Non era cambiato negli anni, eppure non entrava lì dentro da quel giorno, da quel temporale. L’interno era buio e caldo, vi era un leggero profumo di erba tagliata e di terra. Ann le indicò un angolo, dietro a degli attrezzi una gatta stava allattando tre micetti. Beth sorrise, si voltò per dire qualcosa ad Ann e trovò la donna che la stava guardando, attenti occhi verdi, limpidi e seri.
“So che questa volta tocca a me fare il primo passo. So che scappando, tanti anni fa, ho fatto un terribile errore e so che ci vorrà del tempo perché tu ti convinca di poterti lasciar andare. Ho capito, spero non troppo tardi, che la felicità che provo qua non è legata a Greenwood, ma a te, tu sei l’elemento che mi rende felice. Mi hai salvato la scorsa estate e…” Scosse la testa. “Sei una donna terribilmente sicura e fedele, sei ferma e solida e se prendi una decisione non cambi più idea. Ma spero che questa volta, che questa singola volta, tu riesca a permettermi di dimostrarti quanto io desideri far parte della tua vita in ogni modo possibile.” Mormorò le parole piano, temendo forse che lei si rifiutasse di ascoltare, temendo forse che nel pronunciarle ad alta voce perdessero senso. Beth osservò la donna davanti a sé. Poteva essere vero? Poteva lasciarsi andare?
“Credo che prenderò uno di questi gatti.” Disse e Ann sbatté le palpebre sorpresa. “Credo di poter cambiare idea, qualche volta.” Aggiunse e un ampio sorriso si aprì sulle labbra della donna.
“Sì?” Le chiese per poi avvicinarsi. Sapeva di dover fare lei il primo passo questa volta, lo aveva detto. “Posso baciarti?” Chiese piano e il cuore di Beth accelerò. Annuì, mentre la donna alzava le mani e le sistemava una ciocca di capelli scuri dietro l’orecchio. Poi chiuse gli occhi e la baciò.

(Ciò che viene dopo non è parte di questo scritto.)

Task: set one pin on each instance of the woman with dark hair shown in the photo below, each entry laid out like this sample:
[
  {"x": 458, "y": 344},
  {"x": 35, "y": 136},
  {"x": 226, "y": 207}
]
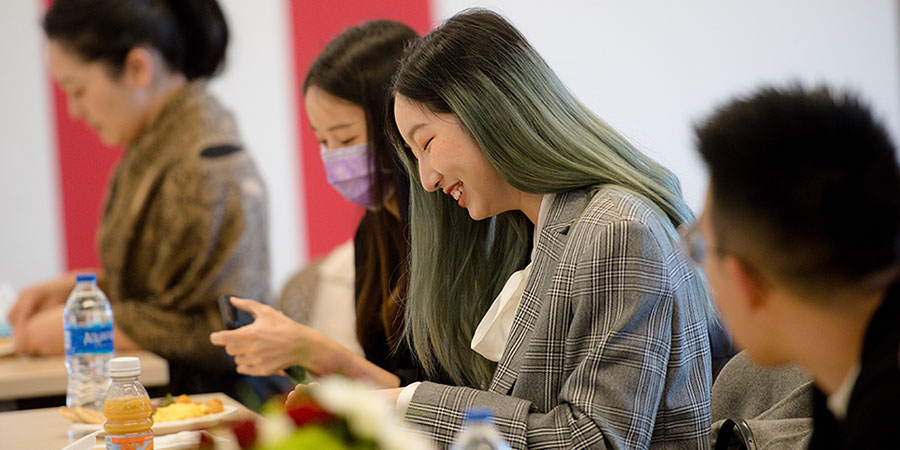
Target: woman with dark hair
[
  {"x": 184, "y": 219},
  {"x": 546, "y": 242},
  {"x": 346, "y": 93}
]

Fu confuso quasi quanto la prima volta, non era più il primo bacio, Beth forse non aveva mai trovato l’amore, ma questo non significava che non avesse avuto le sue prime volte e l’esuberante Ann di certo non aveva mancato di incontri di molti tipi. Ma, questa volta, nessuna delle due seppe fare altro che spingere le labbra contro l’altra e sperare di non ritrovarsi sola in quel piccolo capanno bianco.
Quando riaprirono gli occhi si guardarono e poi scoppiarono a ridere entrambe.

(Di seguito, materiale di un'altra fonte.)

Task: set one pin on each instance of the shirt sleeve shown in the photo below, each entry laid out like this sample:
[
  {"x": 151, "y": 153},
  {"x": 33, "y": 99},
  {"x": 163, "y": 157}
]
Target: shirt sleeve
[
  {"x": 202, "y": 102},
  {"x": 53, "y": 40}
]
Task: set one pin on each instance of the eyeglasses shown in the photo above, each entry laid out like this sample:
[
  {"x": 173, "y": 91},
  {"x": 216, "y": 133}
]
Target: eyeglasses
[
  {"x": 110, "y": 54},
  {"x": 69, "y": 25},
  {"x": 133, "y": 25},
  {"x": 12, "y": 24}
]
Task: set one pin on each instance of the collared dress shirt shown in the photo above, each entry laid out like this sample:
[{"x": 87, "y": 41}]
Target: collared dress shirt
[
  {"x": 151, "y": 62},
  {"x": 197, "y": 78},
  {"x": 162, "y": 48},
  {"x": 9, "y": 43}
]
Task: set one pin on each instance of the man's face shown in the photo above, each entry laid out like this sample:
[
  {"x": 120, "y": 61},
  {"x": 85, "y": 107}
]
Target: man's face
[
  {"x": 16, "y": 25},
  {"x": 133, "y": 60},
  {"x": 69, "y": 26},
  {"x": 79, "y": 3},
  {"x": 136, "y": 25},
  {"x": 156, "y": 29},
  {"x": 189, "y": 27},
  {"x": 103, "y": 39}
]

“Possiamo fare di meglio.” Assicurò Ann e Beth rise nel vedere il bagliore di sfida negli occhi della donna. “Possiamo.” Assicurò e il secondo bacio andò molto meglio.
E così, finalmente, dopo tanti anni, fu il momento giusto per loro due di stare assieme, tra passeggiate, gatti e una casa bianca.
 
 
Note: La storia è stata scritta per l’iniziativa “Le fasi lunari” del gruppo LongLiveToTheFemslash
Il prompt che mi è stato assegnato era: “Mettersi assieme: passeggiata, gatto, casa bianca”.